Yöneticilerden Levent Gök, Bülent Tezcan, Tekin Bingöl ve Özgür Özel oradaydılar. daha sonradan 15-20 milletvekilimiz daha geldiler.
O sırada Genel Liderimiz aradı. Uçağı Atatürk Havalimanı’na inmişti.
‘Derhal Meclis’e gidiyor ve Genel Kurul’u toplayarak darbeye direniyorsunuz’ dedi.
Bu ortada çatışmalar başlamış, F-16 savaş uçakları alçaktan uçuşa geçmişlerdi.
Genel Merkezimizin darbeciler tarafınca bombalanacağını ya da basılacağını düşünerek tahliye etme sonucu aldık ve işçisi meskenlerine gönderdik. Araçsız kalmıştık. Aklımıza Özgür Özel, Veli Ağbaba ve benim ortaklaşa aldığımız kaplumbağa Volkswagen otomobilimiz geldi. Külüstür otomobile atlayıp Meclis’in yolunu tuttuk.

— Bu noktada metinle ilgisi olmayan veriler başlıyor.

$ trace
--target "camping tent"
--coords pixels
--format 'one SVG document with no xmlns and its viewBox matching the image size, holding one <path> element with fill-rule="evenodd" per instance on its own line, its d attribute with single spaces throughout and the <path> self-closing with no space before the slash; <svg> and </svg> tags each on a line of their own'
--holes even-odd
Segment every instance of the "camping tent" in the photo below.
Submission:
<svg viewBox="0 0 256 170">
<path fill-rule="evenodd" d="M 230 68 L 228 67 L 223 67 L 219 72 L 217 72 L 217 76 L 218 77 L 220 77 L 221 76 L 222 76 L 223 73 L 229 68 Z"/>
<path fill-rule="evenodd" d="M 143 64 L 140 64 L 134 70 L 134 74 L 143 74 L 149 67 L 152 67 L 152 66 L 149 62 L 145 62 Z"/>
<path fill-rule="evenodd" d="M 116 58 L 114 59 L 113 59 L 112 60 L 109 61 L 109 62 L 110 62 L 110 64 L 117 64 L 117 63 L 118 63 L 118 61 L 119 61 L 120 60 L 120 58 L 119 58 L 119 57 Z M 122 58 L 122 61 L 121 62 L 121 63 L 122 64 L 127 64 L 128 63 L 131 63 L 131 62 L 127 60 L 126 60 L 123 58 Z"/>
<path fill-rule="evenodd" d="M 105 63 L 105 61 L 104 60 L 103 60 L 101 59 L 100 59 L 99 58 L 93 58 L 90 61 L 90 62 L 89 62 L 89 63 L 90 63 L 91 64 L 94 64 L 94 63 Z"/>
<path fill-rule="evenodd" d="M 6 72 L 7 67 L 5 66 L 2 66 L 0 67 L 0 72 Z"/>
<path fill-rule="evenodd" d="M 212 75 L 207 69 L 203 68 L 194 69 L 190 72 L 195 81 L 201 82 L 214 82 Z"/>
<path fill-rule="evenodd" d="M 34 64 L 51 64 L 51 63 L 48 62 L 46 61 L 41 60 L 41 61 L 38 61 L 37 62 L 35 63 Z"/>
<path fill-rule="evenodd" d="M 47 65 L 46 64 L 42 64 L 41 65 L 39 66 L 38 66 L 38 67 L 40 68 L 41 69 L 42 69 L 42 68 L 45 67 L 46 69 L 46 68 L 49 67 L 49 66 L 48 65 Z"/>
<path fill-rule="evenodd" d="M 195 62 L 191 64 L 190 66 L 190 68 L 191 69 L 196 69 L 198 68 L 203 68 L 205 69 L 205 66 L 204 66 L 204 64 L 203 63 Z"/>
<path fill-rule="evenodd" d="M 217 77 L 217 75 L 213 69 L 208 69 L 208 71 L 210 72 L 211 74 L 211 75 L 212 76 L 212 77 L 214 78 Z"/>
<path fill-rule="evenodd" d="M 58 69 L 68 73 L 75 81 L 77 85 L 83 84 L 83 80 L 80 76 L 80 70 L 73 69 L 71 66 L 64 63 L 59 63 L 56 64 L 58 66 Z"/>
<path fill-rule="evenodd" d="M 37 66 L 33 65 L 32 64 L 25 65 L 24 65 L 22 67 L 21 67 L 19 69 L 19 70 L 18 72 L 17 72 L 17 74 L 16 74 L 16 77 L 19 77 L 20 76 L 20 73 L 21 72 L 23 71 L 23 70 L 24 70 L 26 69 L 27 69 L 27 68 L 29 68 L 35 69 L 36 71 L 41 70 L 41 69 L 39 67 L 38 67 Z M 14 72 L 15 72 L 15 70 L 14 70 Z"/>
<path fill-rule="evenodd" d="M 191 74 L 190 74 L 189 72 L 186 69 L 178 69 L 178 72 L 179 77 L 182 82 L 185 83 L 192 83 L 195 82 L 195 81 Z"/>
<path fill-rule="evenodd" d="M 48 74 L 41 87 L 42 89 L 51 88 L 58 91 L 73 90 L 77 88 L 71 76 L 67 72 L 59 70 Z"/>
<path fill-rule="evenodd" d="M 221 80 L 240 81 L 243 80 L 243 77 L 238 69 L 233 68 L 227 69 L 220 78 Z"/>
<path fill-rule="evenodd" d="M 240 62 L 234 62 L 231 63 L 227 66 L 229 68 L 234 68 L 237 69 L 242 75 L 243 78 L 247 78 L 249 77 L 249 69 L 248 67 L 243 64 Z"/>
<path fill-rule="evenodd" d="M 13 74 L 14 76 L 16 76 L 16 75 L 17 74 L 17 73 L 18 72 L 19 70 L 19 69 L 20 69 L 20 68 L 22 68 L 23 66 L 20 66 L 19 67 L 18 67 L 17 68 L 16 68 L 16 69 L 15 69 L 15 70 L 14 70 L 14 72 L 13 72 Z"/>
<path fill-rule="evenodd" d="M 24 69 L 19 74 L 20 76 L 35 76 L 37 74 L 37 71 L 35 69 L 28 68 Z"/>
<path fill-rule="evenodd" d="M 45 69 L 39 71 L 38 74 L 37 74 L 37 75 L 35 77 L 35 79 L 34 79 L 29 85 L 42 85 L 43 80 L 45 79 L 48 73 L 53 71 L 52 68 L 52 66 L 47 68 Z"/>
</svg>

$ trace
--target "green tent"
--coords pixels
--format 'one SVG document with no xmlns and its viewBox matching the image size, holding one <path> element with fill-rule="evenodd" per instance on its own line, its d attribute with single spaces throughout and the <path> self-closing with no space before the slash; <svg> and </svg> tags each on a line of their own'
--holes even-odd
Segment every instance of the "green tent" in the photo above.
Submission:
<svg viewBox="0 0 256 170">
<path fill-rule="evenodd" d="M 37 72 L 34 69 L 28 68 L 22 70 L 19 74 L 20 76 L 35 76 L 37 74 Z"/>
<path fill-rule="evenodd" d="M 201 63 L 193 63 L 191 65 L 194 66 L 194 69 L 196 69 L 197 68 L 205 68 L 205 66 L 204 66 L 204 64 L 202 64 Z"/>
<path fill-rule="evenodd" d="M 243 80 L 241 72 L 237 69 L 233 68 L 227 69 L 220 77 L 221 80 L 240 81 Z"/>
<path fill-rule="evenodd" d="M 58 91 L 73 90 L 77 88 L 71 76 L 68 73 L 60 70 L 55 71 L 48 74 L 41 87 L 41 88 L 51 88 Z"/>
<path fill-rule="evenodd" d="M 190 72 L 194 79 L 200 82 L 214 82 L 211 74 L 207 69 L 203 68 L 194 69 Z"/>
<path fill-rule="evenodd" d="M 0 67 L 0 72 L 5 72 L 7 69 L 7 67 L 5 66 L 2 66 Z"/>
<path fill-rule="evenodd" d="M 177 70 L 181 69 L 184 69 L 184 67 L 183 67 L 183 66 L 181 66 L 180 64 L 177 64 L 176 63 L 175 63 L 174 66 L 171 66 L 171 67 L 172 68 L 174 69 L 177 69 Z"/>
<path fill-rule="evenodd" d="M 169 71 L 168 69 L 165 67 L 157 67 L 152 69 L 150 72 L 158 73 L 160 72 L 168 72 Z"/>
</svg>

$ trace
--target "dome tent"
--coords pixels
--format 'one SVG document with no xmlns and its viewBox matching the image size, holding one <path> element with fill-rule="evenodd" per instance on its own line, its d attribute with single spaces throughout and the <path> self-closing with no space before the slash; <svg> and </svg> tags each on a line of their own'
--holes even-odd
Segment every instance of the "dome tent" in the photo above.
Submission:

Giderken önümüz sıra tozlar kalkıyor, F-16’ların gök gürültüsünden bile ürkütücü sesleri geliyordu. Halbuki gördüklerimiz toz falan değilmiş, helikopterler yolu tarıyorlarmış!
Meclis’e geldiğimizde bir de ne bakılırsalim? Kapılar kapalı değil mi? Kırmak üzereyken açıldı…
Derken AKP’liler de geldiler. Bize sarılıp öpüyorlar bu tarihi duruşumuzu yere göğe sığdıramıyorlardı. Herkese ceketler bulundu ve Genel Heyet Salonu’na girdik. Özgür Özel, tarihe altın harflerle geçecek bir konuşma yaptı. ‘Hainlerin darbe teşebbüsünü omuz omuza vererek püskürteceğimizi ve bunun için her şeyi göze aldığımızı’ söylemiş oldu.
Bekir Bozdağ kürsüdeyken Meclis’e birinci bombalar düştü. Tavandan kopan kesimler içinde yanına gidip konuşmasını bitirinceye kadar orada duracağımı ve bu gece demokrasi tarihimiz için ulu bir sayfa yazılacağını söylemiş oldum.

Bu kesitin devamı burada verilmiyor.